It involves a labor of love to honor the individual tastes of my blended family. Given the vast difference in culinary traditions, we could either alternate between Bengali and American food or create a mix. The few meals we can all eat from the same pot are almost exclusively Western, like Swedish meatballs, chicken stew, spaghetti and meatballs, chili and beef stew. Jim joins us Wednesday night when Atiya and I have our vegetable and fish focused Bengali food. Tuesday and Saturdays, take out or eat out nights, we eat separate individual dishes. My hope is to eat once a week from the same pot.

Food writer, Michael Pollan, writes about his experiment with “Microwave night” as resulting in one of the most disjointed family dinners he had since his son was a toddler. The 37 minutes it took to heat up the three separate dinners was not much of a time saver or worth the “airplane” food quality. The concludes his story by summarizing,

“The fact that each of us was eating something different completely altered the experience of (speaking loosely) eating together. Beginning in the supermarket, the food industry had cleverly segmented us, by marketing a different kind of food to each demographic in the household (if I may so refer to my family), the better to sell us more of it. Individualism is always good for sales, sharing so much less so. But the segmentation continued through the serial microwaving and the unsynchronized eating. At the table, we were each preoccupied with our own entree, making sure it was hot and trying to decide how successfully it simulated the dish it purported to be and if we really liked it. Very little about the meal was shared; the single serving portions served to disconnect us from on another, nearly as much as from the origins of this food, which, beyond the familiar logos, we could only guess at. Microwave night was a notably individualistic experience, marked by centrifugal energies, a certain opaqueness, and, after it was all over, a remarkable quantity of trash. It was, in other words, a lot life modern life.

Pollan talks extensively and poetically about the virtues of the pot. The pot:

… is a kind of second stomach, an external organ of digestion that allows us to consume plants …

… bears the traces of all the meals that have been cooked in it, and there a sense (even if it is only a superstition) in which all those past meals somehow inform and improve the current one. A good pot hold memories.

… what emerges from this or any other pot is not food for the eyes so much as for the nose, a primordial Dionysian soup, but evolving in reverse, decomposing rather than creating them. To eat from the pot always involves at least a little leap into unknown waters.

And finally referring back to “Microwave night,”
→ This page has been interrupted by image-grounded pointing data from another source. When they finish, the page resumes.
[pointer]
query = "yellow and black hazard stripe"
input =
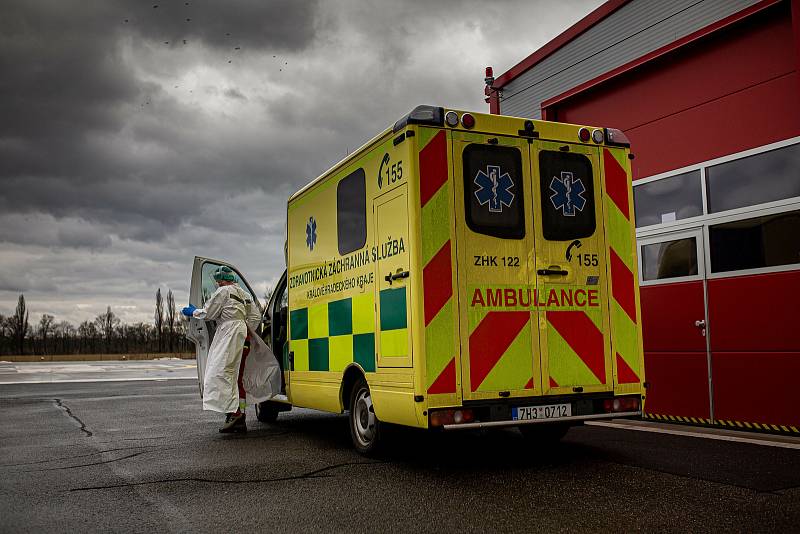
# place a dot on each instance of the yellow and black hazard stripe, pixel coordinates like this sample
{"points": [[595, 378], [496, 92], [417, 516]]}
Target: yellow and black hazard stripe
{"points": [[734, 425]]}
This might sound like a sentimental conceit, but compare the one-pot dinner to the sort of meal(s) that typically emerge from the microwave: a succession of single-serving portions, each attempting to simulate a different cuisine and hit a different demographic, with no two of those portions ever ready to eat at the same time. If the first gastronomic revolution unfolded under the sign of community, gathered around the animal roasting on the fire, and the second that of the family, gathered around the stew pot, then the third one, now well under way, seems to be consecrated to the individual: Have it your way. Whereas the motto hovering over every great pot is the same one stamped on the coins in our pocket: E pluribus unum.

I dedicate my fancy new red le crueset pot to good memories, leaps into the unknown and gathering together. At least for one night a week.